I’ve had a fun relationship with Max Boot over the years.

Max makes John McCain look like George McGovern.

Max wanted to offer citizenship to people who would come to America and enlist in the military. (How else is he going to get the manpower for all his wars?)

But as far back as 2005, when our feud began, he had a basically establishment view of American history — which is why he despised and panned my book The Politically Incorrect Guide to American History.

My insufficient disdain for the bogeymen of neoconservatism — Germans and southerners — doomed my book from the start. Boot was shocked that I thought Woodrow Wilson had a double standard in his treatment of the British and the Germans prior to American entry into World War I, yet my point is so eminently defensible as to be scarcely debatable.

He said I was “particularly upset about the 14th Amendment (he claims it was never lawfully ratified) because it barred former Confederates from holding political office.” As you can see from reading the book for yourself, this is false. He made that up.

I did side with historian Forrest McDonald, who showed pretty convincingly that the Fourteenth Amendment was not constitutionally ratified — a position that even U.S. News and World Report admitted was probably correct (but then said we should just try harder not to do that next time).

McDonald was the Jefferson Lecturer of the National Endowment of the Humanities — the highest honor in the humanities that the U.S. government bestows. Too extreme for Max Boot, though.

The rest was what you’d expect. I devoted half a page to John C. Calhoun, so that’s enough for Boot to pretend I relied “mainly” on Calhoun for my discussion of state nullification of unconstitutional federal laws, when (again as you can easily see for yourself) I relied on Thomas Jefferson.

Funny thing about Boot and leftists in general: they can never bring themselves to mention Jefferson in connection with nullification. Jefferson is far too mainstream and admired even today, so they know they’d better shut up about his central role in developing the idea.

Pat Buchanan, in response, said Boot “takes the establishment line on American history—one the old National Review rejected—and swallows it in one gulp.”

My point: it was obvious from the beginning that Boot was seven percent to the right of the Democrats.

And now he’s made it official: he is urging Republicans to vote straight-ticket Democrat this fall.

His new book The Corrosion of Conservatism: Why I Left the Right, was just released. If it’s anything like his Twitter feed and his recent articles, it’s going to be painful.

He’s recently unbosomed his belated discovery of his “white privilege,” which he apologizes for being slow to recognize.

These days he’s basking in Establishment approval of his recent turn.

It’s been going like this:

Media: Why, Max Boot has grown!

Boot: Indeed I have, thanks to your wonderful journalism.

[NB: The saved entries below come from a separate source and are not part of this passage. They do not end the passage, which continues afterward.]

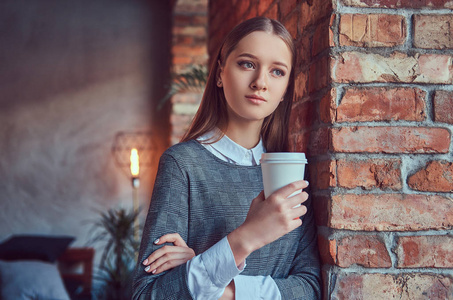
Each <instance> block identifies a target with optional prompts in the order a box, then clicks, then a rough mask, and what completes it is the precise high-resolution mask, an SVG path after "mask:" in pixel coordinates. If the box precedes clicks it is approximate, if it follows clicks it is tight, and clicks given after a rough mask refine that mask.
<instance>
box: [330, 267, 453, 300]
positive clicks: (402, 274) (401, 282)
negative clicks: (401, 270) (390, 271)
mask: <svg viewBox="0 0 453 300" xmlns="http://www.w3.org/2000/svg"><path fill="white" fill-rule="evenodd" d="M336 279H337V280H336V281H335V282H334V284H335V286H334V287H333V290H332V293H331V296H330V297H331V298H329V299H338V300H358V299H366V300H367V299H373V300H387V299H401V300H414V299H430V300H451V299H453V296H452V295H453V278H451V277H450V276H447V275H437V274H425V273H409V274H404V273H403V274H398V275H392V274H379V273H373V274H356V273H340V274H339V276H338V277H337V278H336Z"/></svg>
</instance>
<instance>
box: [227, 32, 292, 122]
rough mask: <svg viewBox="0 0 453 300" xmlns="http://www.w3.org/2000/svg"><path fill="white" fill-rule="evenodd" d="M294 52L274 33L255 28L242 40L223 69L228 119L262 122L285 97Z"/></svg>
mask: <svg viewBox="0 0 453 300" xmlns="http://www.w3.org/2000/svg"><path fill="white" fill-rule="evenodd" d="M291 61H292V54H291V51H290V50H289V48H288V46H287V45H286V44H285V42H284V41H283V40H282V39H281V38H280V37H278V36H277V35H275V34H272V33H267V32H264V31H255V32H252V33H250V34H249V35H247V36H245V37H244V38H243V39H242V40H240V41H239V43H238V44H237V46H236V48H235V49H234V50H233V51H232V52H231V53H230V55H229V56H228V58H227V59H226V62H225V63H224V65H223V66H221V69H220V80H221V83H219V82H218V85H219V86H222V87H223V90H224V94H225V98H226V102H227V104H228V117H229V122H244V121H246V122H259V123H260V124H261V123H262V122H263V120H264V118H265V117H267V116H269V115H270V114H271V113H272V112H274V110H275V109H276V108H277V106H278V104H279V103H280V102H281V101H282V100H283V96H284V95H285V92H286V88H287V87H288V81H289V76H290V73H291Z"/></svg>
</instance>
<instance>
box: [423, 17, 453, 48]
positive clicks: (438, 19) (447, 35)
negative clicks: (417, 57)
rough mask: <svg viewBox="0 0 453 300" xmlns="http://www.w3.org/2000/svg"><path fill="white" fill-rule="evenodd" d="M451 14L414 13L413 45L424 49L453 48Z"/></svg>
mask: <svg viewBox="0 0 453 300" xmlns="http://www.w3.org/2000/svg"><path fill="white" fill-rule="evenodd" d="M450 24H453V15H415V16H414V46H415V47H418V48H424V49H446V48H447V49H451V48H453V29H452V28H451V25H450Z"/></svg>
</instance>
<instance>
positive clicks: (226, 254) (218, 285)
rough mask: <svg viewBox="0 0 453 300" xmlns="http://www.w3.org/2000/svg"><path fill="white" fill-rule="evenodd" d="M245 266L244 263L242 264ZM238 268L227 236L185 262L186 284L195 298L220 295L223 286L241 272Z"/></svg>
mask: <svg viewBox="0 0 453 300" xmlns="http://www.w3.org/2000/svg"><path fill="white" fill-rule="evenodd" d="M244 266H245V265H244ZM244 266H242V265H241V267H242V268H241V269H238V267H237V266H236V262H235V260H234V256H233V252H232V251H231V248H230V244H229V243H228V239H227V237H224V238H223V239H221V240H220V241H219V242H217V243H216V244H215V245H213V246H212V247H211V248H209V249H208V250H206V251H205V252H203V253H202V254H199V255H197V256H195V257H194V258H192V259H191V260H189V261H188V262H187V263H186V270H187V286H188V288H189V290H190V292H191V294H192V297H194V298H195V299H212V298H219V297H220V296H222V294H223V292H224V290H225V287H226V286H227V285H228V284H229V283H230V282H231V280H232V279H233V278H234V277H235V276H236V275H238V274H239V273H240V272H242V270H243V267H244Z"/></svg>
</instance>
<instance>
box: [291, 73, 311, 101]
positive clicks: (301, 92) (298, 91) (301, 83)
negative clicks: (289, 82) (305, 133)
mask: <svg viewBox="0 0 453 300" xmlns="http://www.w3.org/2000/svg"><path fill="white" fill-rule="evenodd" d="M294 92H295V97H294V100H295V101H299V100H300V99H301V98H302V97H304V96H307V95H308V74H306V73H305V72H300V73H299V74H297V75H296V83H295V91H294Z"/></svg>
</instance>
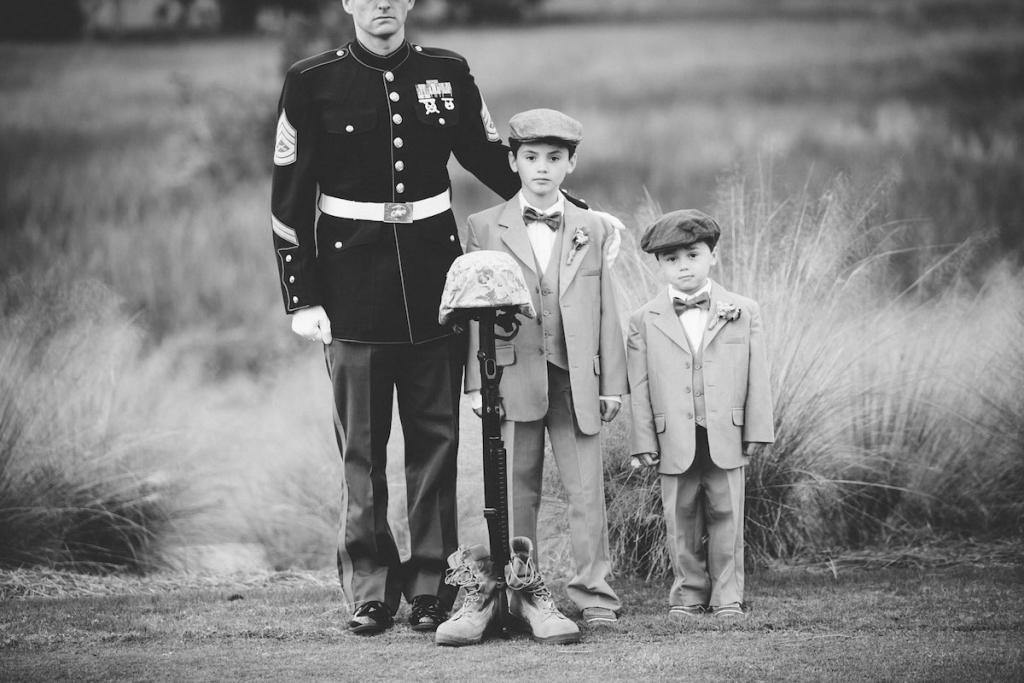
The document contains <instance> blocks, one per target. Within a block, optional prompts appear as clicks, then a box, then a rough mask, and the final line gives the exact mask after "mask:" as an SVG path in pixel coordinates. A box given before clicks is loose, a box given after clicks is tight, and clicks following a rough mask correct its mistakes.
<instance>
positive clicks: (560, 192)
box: [516, 189, 565, 215]
mask: <svg viewBox="0 0 1024 683" xmlns="http://www.w3.org/2000/svg"><path fill="white" fill-rule="evenodd" d="M516 197H518V198H519V211H525V210H526V207H529V208H530V209H532V210H534V211H536V212H538V213H540V214H544V215H547V214H551V213H565V196H564V195H562V194H561V191H559V193H558V199H556V200H555V203H554V204H552V205H551V206H550V207H548V208H547V209H543V210H542V209H538V208H537V207H536V206H534V205H532V204H530V203H529V202H527V201H526V198H525V197H523V195H522V190H521V189H520V190H519V194H518V195H516Z"/></svg>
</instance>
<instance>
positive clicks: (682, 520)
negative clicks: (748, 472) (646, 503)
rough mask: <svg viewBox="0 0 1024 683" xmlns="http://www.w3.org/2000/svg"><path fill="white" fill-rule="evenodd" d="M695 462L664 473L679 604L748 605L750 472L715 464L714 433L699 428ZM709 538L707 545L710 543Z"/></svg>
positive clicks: (677, 601)
mask: <svg viewBox="0 0 1024 683" xmlns="http://www.w3.org/2000/svg"><path fill="white" fill-rule="evenodd" d="M696 430H697V439H696V453H695V455H694V459H693V464H692V465H691V466H690V469H688V470H687V471H686V472H684V473H683V474H663V475H662V502H663V503H664V506H665V521H666V525H667V527H668V528H667V531H668V541H669V554H670V555H671V558H672V568H673V572H674V573H675V581H674V582H673V584H672V590H671V592H670V593H669V603H670V604H673V605H712V606H717V605H725V604H729V603H730V602H742V601H743V494H744V490H743V488H744V480H743V479H744V469H745V468H742V467H737V468H735V469H730V470H723V469H722V468H720V467H718V466H717V465H715V464H714V463H713V462H712V460H711V450H710V449H709V446H708V430H707V429H705V428H703V427H700V426H697V427H696ZM705 537H707V544H706V543H705Z"/></svg>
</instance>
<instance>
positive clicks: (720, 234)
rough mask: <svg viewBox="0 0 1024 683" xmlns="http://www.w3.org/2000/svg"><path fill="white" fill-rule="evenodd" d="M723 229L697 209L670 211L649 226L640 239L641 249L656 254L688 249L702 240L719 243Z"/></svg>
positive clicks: (716, 223) (714, 219)
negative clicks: (660, 252) (674, 249)
mask: <svg viewBox="0 0 1024 683" xmlns="http://www.w3.org/2000/svg"><path fill="white" fill-rule="evenodd" d="M721 234H722V228H720V227H719V226H718V221H716V220H715V219H714V218H712V217H711V216H709V215H708V214H706V213H703V212H701V211H697V210H696V209H680V210H678V211H670V212H669V213H667V214H665V215H664V216H662V217H660V218H658V219H657V220H655V221H654V222H653V223H651V224H650V225H648V226H647V229H645V230H644V232H643V237H642V238H641V239H640V249H642V250H644V251H645V252H647V253H648V254H654V253H657V252H659V251H667V250H669V249H679V248H680V247H688V246H689V245H691V244H693V243H694V242H698V241H700V240H711V241H712V245H714V244H717V243H718V238H719V237H720V236H721Z"/></svg>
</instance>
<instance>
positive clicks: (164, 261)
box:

But I still have so much to learn!

If you thought the media would hold his warmongering against him, you do not understand the dynamics of American political culture.

On Twitter, someone wrote: “Better late than never. That said, some of your fellow citizens come with three centuries of experience in American racism, and how it is used. It’s a good time to listen to them.”

Max’s reply: “Absolutely. I’m in learning mode. Very conscious of the fact that what is new to me has been obvious to others for a long time.”

Sad to see a grown man debase himself like this. Many such cases!